Abstract

OBJECTIVES/SPECIFIC AIMS: Clostridium difficile is the most common cause of infectious antibiotic associated diarrhea. It is often refractory to antimicrobial therapy and fecal microbiota transplantation (FMT) is emerging as a therapeutic option. The objective is to characterize the direct effects of FMT on the gut microbiota. METHODS/STUDY POPULATION: Fecal specimens were obtained from a cohort of 29 subjects with recurrent C. difficile infection who received FMTs from 1 of 4 healthy donors as part of a phase 2 trial (Rebiotix). Fecal specimens were collected from the subject before FMT and up to 6 months post FMT. 16S rRNA sequencing and whole-genome shotgun sequencing were used to assess microbial community composition as compared by weighted Unifrac.
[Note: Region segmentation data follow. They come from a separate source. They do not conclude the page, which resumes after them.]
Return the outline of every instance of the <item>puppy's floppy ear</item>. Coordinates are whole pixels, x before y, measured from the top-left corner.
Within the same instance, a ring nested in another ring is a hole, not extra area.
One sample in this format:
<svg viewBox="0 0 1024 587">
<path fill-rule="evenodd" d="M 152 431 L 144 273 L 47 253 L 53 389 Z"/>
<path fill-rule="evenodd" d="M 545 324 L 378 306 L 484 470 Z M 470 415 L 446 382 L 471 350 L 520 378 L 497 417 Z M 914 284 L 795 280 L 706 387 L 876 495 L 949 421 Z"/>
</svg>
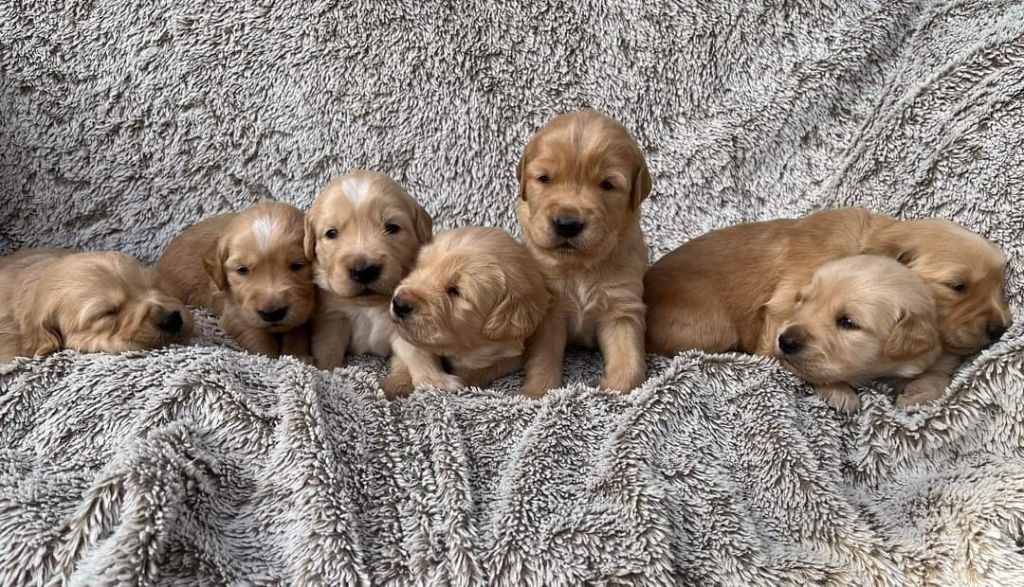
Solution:
<svg viewBox="0 0 1024 587">
<path fill-rule="evenodd" d="M 647 162 L 640 157 L 640 168 L 633 176 L 633 193 L 630 197 L 630 209 L 636 210 L 640 203 L 650 195 L 650 171 L 647 169 Z"/>
<path fill-rule="evenodd" d="M 909 360 L 931 350 L 939 342 L 939 333 L 928 317 L 900 309 L 896 324 L 886 340 L 885 352 L 890 359 Z"/>
<path fill-rule="evenodd" d="M 532 280 L 503 279 L 504 296 L 490 310 L 483 324 L 483 335 L 488 340 L 518 340 L 534 334 L 548 311 L 551 294 L 543 283 Z M 515 283 L 509 283 L 515 282 Z"/>
<path fill-rule="evenodd" d="M 421 245 L 430 242 L 434 233 L 434 220 L 426 208 L 420 206 L 419 202 L 411 200 L 413 203 L 413 228 L 416 230 L 416 240 Z"/>
<path fill-rule="evenodd" d="M 51 308 L 34 303 L 22 324 L 19 354 L 42 357 L 60 350 L 63 337 Z"/>
<path fill-rule="evenodd" d="M 207 275 L 220 291 L 227 290 L 227 274 L 224 272 L 225 262 L 227 262 L 227 246 L 220 241 L 217 241 L 203 257 L 203 267 L 206 268 Z"/>
<path fill-rule="evenodd" d="M 910 242 L 910 236 L 901 229 L 900 224 L 894 224 L 868 237 L 867 244 L 861 253 L 865 255 L 882 255 L 896 259 L 910 266 L 918 258 L 918 250 Z"/>
</svg>

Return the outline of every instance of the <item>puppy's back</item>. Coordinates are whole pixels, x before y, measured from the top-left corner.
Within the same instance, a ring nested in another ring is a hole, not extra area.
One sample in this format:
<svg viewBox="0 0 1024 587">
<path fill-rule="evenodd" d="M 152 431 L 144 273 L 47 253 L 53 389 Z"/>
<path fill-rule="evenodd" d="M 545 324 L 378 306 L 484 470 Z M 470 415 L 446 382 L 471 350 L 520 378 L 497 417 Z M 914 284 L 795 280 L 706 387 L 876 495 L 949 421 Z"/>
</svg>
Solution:
<svg viewBox="0 0 1024 587">
<path fill-rule="evenodd" d="M 647 344 L 674 354 L 757 350 L 765 305 L 824 261 L 857 254 L 885 216 L 862 208 L 713 230 L 662 257 L 644 277 Z"/>
<path fill-rule="evenodd" d="M 238 214 L 211 216 L 171 239 L 157 261 L 160 288 L 189 305 L 221 311 L 216 287 L 203 259 L 217 247 L 217 240 Z"/>
</svg>

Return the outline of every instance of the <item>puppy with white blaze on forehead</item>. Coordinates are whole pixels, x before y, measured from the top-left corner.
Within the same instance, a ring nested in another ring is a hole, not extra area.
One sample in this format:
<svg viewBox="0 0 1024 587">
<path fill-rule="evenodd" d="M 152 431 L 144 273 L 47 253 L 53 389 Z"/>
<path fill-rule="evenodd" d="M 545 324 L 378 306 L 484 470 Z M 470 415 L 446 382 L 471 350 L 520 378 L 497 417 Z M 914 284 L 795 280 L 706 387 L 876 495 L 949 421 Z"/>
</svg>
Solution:
<svg viewBox="0 0 1024 587">
<path fill-rule="evenodd" d="M 560 360 L 534 344 L 558 323 L 536 265 L 501 228 L 458 228 L 425 247 L 391 300 L 398 337 L 384 392 L 482 387 L 522 366 L 524 394 L 556 386 Z"/>
<path fill-rule="evenodd" d="M 321 369 L 346 352 L 391 354 L 391 293 L 430 241 L 430 214 L 393 179 L 352 171 L 332 179 L 306 214 L 305 252 L 319 303 L 312 352 Z"/>
<path fill-rule="evenodd" d="M 213 310 L 246 350 L 306 358 L 316 288 L 302 237 L 301 210 L 263 201 L 185 228 L 157 270 L 164 289 Z"/>
</svg>

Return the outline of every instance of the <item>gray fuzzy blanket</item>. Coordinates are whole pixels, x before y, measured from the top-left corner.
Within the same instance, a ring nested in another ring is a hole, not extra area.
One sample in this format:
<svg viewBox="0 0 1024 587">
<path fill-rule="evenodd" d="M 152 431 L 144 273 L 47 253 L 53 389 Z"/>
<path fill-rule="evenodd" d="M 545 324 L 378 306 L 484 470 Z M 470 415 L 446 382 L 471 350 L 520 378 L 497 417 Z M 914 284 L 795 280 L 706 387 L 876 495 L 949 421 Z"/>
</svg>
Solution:
<svg viewBox="0 0 1024 587">
<path fill-rule="evenodd" d="M 867 205 L 1001 244 L 1018 326 L 853 418 L 769 360 L 388 403 L 232 349 L 0 367 L 0 584 L 1024 584 L 1024 6 L 996 0 L 0 3 L 0 252 L 154 259 L 208 214 L 386 171 L 515 229 L 556 113 L 633 129 L 652 257 Z M 0 300 L 5 303 L 6 300 Z"/>
</svg>

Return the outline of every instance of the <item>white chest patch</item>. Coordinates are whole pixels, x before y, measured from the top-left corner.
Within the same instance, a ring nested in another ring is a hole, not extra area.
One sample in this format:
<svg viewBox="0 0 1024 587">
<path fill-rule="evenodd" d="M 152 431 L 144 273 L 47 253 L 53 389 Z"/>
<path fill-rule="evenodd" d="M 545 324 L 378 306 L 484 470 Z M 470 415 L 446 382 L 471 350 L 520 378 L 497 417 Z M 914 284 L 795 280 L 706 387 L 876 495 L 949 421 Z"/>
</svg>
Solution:
<svg viewBox="0 0 1024 587">
<path fill-rule="evenodd" d="M 278 219 L 273 216 L 260 216 L 253 220 L 253 236 L 256 237 L 256 246 L 264 251 L 270 248 L 270 239 L 273 238 Z"/>
<path fill-rule="evenodd" d="M 348 351 L 356 354 L 391 355 L 394 325 L 387 315 L 387 305 L 346 305 L 345 315 L 352 323 Z"/>
<path fill-rule="evenodd" d="M 341 187 L 345 191 L 345 196 L 355 206 L 358 206 L 359 202 L 370 195 L 370 182 L 359 177 L 346 177 L 342 179 Z"/>
</svg>

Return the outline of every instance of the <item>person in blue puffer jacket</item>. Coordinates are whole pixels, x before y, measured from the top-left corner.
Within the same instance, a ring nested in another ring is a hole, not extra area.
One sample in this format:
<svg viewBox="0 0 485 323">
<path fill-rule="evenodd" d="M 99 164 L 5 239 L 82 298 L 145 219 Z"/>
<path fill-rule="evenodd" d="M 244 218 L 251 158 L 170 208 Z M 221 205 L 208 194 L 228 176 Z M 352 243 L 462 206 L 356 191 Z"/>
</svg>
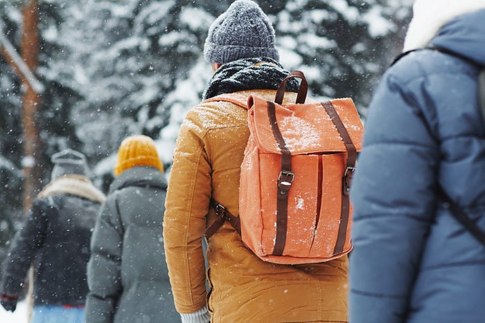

RESULTS/ANTICIPATED RESULTS: Before treatment, the microbial community of subjects with C. difficile infection was highly distinct from the composition of the healthy donors in terms of metabolic profile. Quantification of phylogenetic community distance from donor by weighted Unifrac distance showed a significant decrease within the 1st week (Wilcoxon rank sum, p<0.01). This metric was predictive of both treatment failures and antibiotic resistance gene count (LR=22.45, p<0.0001). DISCUSSION/SIGNIFICANCE OF IMPACT: We conclude that distance from donor is a useful metric to quantify FMT success and that FMTs are a promising treatment for otherwise untreatable carriage of antibiotic resistance genes and organisms.